Aunque su origen tiene raíces en la migración libanesa que llegó a México a principios del siglo XX, fue en la capital donde este platillo encontró su propia identidad. Aquí se consolidaron el trompo vertical, el adobo rojizo, el ritual del rebane preciso y la piña al vuelo.
Con el tiempo, el taco al pastor dejó de ser solo una adaptación culinaria para convertirse en un lenguaje común entre quienes habitan la ciudad.
Dentro de esa historia culinaria, El Tizoncito ocupa un capítulo fundamental. A partir de los años sesenta, esta icónica taquería definió la forma en que hoy entendemos el taco al pastor: cocido en trompo al carbón, marinado intensamente y servido con los elementos que hoy parecen inseparables.

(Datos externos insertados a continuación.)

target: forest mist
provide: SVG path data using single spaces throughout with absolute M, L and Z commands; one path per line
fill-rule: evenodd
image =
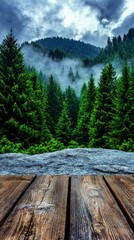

Lo que comenzó como una variación técnica terminó influyendo en el paladar colectivo y en la manera en que los capitalinos se relacionan con la comida callejera.

Parte de la magia del taco al pastor está en su ejecución. La carne marinada gira lentamente frente al fuego, se carameliza en los bordes y alcanza ese tono dorado que anuncia que está lista. El movimiento del taquero —rápido, preciso, casi coreográfico— busca siempre el equilibrio entre lo jugoso y lo tostado. El resultado es un bocado donde conviven el adobo especiado, la acidez de la piña, el frescor del cilantro y la tortilla recién salida del comal.
Con el paso del tiempo, el taco al pastor se convirtió en un referente de identidad chilanga. Es un platillo que cruza clases sociales, horarios imposibles y colonias contrastantes. La comida que acompaña a la ciudad en movimiento, que reúne a desconocidos alrededor de una barra metálica y que aparece inevitablemente en cualquier conversación sobre “lo más mexicano”.
Hablar hoy de la cultura del taco al pastor en la Ciudad de México es reconocer su evolución, su arraigo y su carga simbólica. Porque en esta ciudad, un taco nunca es solo un taco: es memoria compartida, identidad urbana y una tradición que, como el trompo, sigue girando todos los días.